“What we have, both in people and equipment, no other MRI provider around comes close to; no one reaches the standard of care or the standard of delivery we have here,” says Kathy Merrithew, technical supervisor for FirstMRI. An independent provider located at the EMMC State Street campus in Bangor, FirstMRI has more experience with magnetic resonance imaging technology than any other MRI service in the state.
And when it comes to health care, experience means everything. Established in 1985 when most of the country hadn’t even heard of the technology, FirstMRI was the first center north of Boston and the first to offer high-definition imaging.
Magnetic resonance imaging, Medical Director Dr. George Wright says, results in the ability to “view neuro anatomy that had never been possible except on the autopsy table. We are able to see small structures, pathways in the brain, types of disease pathology which were previously invisible to us.”
With three systems—or “magnets,” as they are called—available 24 hours a day, 7 days a week, patients choose to come here from Calais or Caribou, Waterville, even Canada, because the staff can and will accommodate their needs. Immediate diagnosis and treatment vs. a two-week wait, or in Canada, an eight-month wait, can make all the difference.
Choice is always part of the equation: No matter the circumstances, all patients can choose where to have their MRI done. Most facilities in the state have only one magnet; a few have two. Only FirstMRI has three—two being high-definition magnets with state-of-the-art software that allows a detail of imaging that enables physicians to make critical diagnoses not possible with less sophisticated equipment.
There’s nothing an MRI can’t scan, although Wright is careful to point out that it is not always the first line of diagnostic study. It is not first for “abdomens or chests” or breasts, either, but according to Merrithew and technologist Keith Potter, it is becoming more widely utilized. “People with extremely dense breasts,” explains Potter, “it’s hard to do mammograms or see things on ultrasound. With cystic breasts, we can see past that. There’s that extra measure—more information, more specificity, more sensitivity.”

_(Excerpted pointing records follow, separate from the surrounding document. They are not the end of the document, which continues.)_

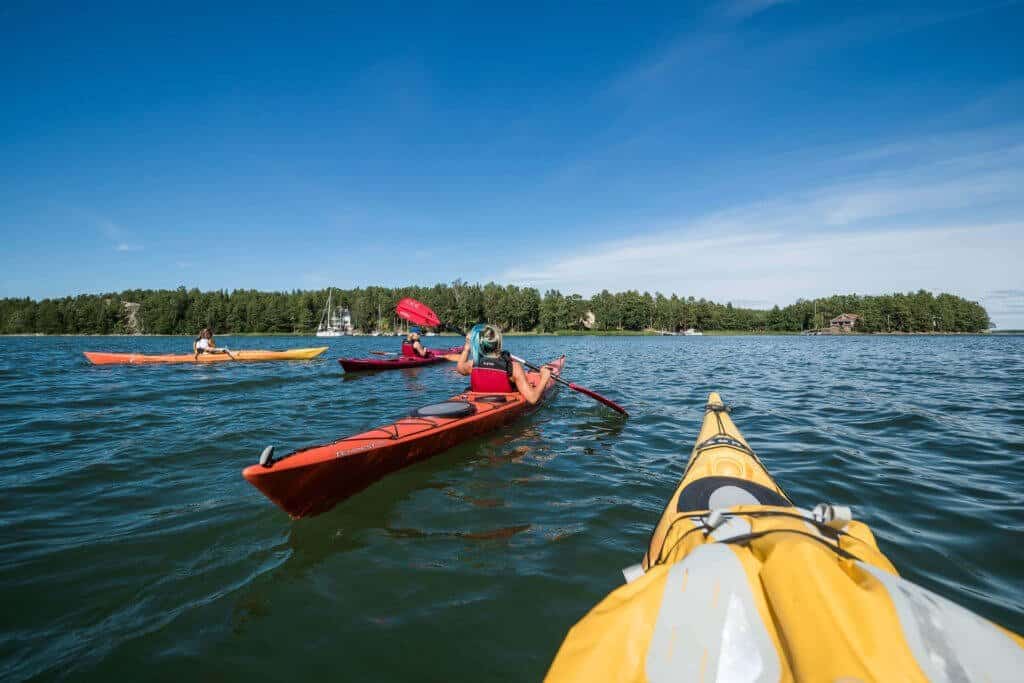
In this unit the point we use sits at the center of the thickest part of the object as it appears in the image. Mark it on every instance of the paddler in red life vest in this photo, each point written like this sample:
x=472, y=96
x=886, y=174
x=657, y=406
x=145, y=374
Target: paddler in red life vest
x=491, y=370
x=412, y=346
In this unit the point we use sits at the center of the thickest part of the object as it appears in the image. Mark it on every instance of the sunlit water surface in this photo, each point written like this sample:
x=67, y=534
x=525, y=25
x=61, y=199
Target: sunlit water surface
x=129, y=542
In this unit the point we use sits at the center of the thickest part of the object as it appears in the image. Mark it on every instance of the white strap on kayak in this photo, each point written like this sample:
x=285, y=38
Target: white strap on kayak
x=632, y=572
x=837, y=516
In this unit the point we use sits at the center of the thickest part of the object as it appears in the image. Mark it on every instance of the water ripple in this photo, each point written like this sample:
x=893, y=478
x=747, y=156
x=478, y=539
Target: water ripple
x=131, y=543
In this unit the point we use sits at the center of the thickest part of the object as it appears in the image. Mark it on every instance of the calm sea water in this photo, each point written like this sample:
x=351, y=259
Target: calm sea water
x=129, y=543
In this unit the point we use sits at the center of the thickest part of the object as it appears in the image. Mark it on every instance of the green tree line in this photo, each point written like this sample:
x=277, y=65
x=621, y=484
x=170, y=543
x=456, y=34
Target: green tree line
x=460, y=304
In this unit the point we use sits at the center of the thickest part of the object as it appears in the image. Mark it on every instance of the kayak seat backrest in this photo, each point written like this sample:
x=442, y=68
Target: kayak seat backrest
x=721, y=492
x=449, y=409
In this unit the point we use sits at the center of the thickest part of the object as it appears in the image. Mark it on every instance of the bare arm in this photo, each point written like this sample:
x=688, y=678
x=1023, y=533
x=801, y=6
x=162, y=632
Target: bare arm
x=463, y=365
x=529, y=391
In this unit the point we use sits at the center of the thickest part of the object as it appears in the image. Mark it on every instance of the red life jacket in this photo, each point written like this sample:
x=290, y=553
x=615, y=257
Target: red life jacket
x=492, y=376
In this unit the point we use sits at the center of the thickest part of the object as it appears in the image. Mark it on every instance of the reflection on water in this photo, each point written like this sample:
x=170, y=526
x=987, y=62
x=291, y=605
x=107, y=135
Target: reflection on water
x=131, y=543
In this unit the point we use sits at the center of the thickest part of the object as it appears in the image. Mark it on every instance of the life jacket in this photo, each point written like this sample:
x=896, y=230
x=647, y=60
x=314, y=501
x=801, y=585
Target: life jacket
x=492, y=375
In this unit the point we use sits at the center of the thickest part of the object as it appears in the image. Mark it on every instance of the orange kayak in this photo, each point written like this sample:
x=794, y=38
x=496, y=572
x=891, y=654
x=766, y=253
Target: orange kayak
x=101, y=358
x=312, y=480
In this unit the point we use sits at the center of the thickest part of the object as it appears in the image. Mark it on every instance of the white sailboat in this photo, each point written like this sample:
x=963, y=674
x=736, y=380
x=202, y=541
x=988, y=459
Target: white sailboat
x=336, y=322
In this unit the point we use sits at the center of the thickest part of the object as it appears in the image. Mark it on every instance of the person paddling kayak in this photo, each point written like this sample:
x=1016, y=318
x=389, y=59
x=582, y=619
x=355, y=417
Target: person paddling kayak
x=492, y=370
x=412, y=346
x=204, y=344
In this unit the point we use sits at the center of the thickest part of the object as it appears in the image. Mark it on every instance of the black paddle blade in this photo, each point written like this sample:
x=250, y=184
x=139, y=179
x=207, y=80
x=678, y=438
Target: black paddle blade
x=598, y=397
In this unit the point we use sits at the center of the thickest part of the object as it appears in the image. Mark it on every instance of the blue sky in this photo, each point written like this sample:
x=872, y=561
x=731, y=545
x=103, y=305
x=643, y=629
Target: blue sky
x=752, y=151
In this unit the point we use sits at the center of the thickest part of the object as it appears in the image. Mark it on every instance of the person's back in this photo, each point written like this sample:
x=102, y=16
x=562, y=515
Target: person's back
x=413, y=347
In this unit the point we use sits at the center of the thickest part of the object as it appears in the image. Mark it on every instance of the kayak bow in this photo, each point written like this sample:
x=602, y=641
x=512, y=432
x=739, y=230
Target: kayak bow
x=313, y=480
x=101, y=358
x=739, y=584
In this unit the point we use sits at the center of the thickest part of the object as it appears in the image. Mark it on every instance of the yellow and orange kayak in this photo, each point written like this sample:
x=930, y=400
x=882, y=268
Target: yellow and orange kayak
x=101, y=358
x=738, y=584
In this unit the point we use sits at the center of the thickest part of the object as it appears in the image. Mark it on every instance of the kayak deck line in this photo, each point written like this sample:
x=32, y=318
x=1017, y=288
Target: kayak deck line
x=738, y=583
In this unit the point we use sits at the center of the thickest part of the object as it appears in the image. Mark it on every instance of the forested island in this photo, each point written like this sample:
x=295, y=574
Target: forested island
x=183, y=311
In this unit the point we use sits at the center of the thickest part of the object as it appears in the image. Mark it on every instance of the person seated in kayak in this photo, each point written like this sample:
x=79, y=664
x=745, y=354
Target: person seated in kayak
x=413, y=347
x=493, y=371
x=205, y=344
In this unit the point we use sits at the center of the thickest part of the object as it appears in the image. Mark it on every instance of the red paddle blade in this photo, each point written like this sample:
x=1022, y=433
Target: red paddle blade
x=417, y=313
x=598, y=397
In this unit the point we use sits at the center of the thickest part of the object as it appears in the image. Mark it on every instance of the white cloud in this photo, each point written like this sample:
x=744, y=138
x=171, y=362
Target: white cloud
x=949, y=224
x=740, y=9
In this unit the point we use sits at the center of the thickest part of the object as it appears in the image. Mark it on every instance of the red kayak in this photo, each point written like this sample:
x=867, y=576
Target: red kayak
x=357, y=365
x=313, y=480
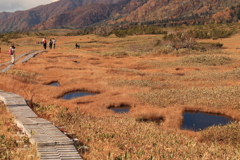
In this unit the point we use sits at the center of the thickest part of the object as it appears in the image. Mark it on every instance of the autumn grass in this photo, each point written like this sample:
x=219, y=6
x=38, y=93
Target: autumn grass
x=165, y=81
x=117, y=137
x=14, y=144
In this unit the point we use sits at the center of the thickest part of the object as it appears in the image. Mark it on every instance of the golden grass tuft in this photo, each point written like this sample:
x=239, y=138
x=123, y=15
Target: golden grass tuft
x=159, y=84
x=14, y=144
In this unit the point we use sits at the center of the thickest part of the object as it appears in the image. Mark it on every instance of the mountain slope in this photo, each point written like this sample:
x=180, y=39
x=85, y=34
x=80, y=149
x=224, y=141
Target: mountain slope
x=81, y=13
x=21, y=20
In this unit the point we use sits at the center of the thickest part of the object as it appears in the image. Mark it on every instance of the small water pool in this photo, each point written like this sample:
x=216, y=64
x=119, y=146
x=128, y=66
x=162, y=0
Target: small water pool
x=120, y=109
x=56, y=84
x=199, y=121
x=76, y=94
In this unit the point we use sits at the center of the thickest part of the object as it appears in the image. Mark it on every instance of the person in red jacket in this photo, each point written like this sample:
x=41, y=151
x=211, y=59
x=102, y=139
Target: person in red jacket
x=12, y=53
x=44, y=43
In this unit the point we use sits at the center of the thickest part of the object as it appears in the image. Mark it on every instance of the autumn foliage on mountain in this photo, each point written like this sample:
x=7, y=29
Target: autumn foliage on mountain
x=75, y=14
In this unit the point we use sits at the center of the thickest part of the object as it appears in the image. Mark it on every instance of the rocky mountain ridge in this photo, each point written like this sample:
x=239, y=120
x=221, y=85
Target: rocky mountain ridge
x=75, y=14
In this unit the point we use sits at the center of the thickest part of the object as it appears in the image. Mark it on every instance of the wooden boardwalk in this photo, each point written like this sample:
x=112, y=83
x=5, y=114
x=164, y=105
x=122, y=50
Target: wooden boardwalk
x=50, y=141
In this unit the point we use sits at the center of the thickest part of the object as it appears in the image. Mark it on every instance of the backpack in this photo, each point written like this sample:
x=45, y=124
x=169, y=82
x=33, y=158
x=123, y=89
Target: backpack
x=10, y=51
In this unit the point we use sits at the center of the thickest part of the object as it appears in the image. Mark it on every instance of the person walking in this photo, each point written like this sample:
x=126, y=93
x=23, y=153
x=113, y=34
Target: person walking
x=54, y=43
x=44, y=43
x=12, y=53
x=50, y=43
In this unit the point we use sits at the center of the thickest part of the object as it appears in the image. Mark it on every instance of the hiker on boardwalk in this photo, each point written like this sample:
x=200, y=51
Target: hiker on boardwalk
x=12, y=53
x=54, y=43
x=50, y=43
x=44, y=43
x=77, y=46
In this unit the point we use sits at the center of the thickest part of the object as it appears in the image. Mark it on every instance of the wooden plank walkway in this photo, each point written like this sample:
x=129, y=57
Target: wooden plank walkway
x=50, y=141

Much depends on the experience of technologists like Potter, knowing what scans to perform, how to acquire the images and operate the machinery, as well as how to make an MRI the best possible experience for the patient.
“Yes, we know what normal tissues should look like,” says Wright, “what certain types of abnormal pathologies look like and we know what types of sequences will clarify what we’re seeing. But we also know that we need to provide a level of personal attention.”
“People often come to us fearful,” adds Merrithew. “We owe them our best in all ways. We can make this work for them. We do it all the time.”
Claustrophobia is often cited as a problem for some patients, but the short-bore systems, along with patience and a bag of tricks—from a simple cloth over the eyes, to music, to medication, if necessary—ease the procedure.
“All MRIs are not the same; all providers are not the same,” says Merrithew. “You need to choose a provider who can give you what you need.”
Never settle for less than, according to Merrithew, “a center with ACR accreditation, top-notch equipment, a staff of technologists that are registered by the American Registry of Radiologic Technologists in MRI, and physicians who have the credentials to take on this imaging modality.”
Throw in technologists who have been in the MRI trenches for over 20 years and still find the work exciting, a director who remembers the first time he saw a scan and knew immediately that this “could make a difference in terms of the types of questions we would be able to answer,” and a supervisor who cares that a 76-year-old woman and her husband get home before dark, and you really have something. You have FirstMRI.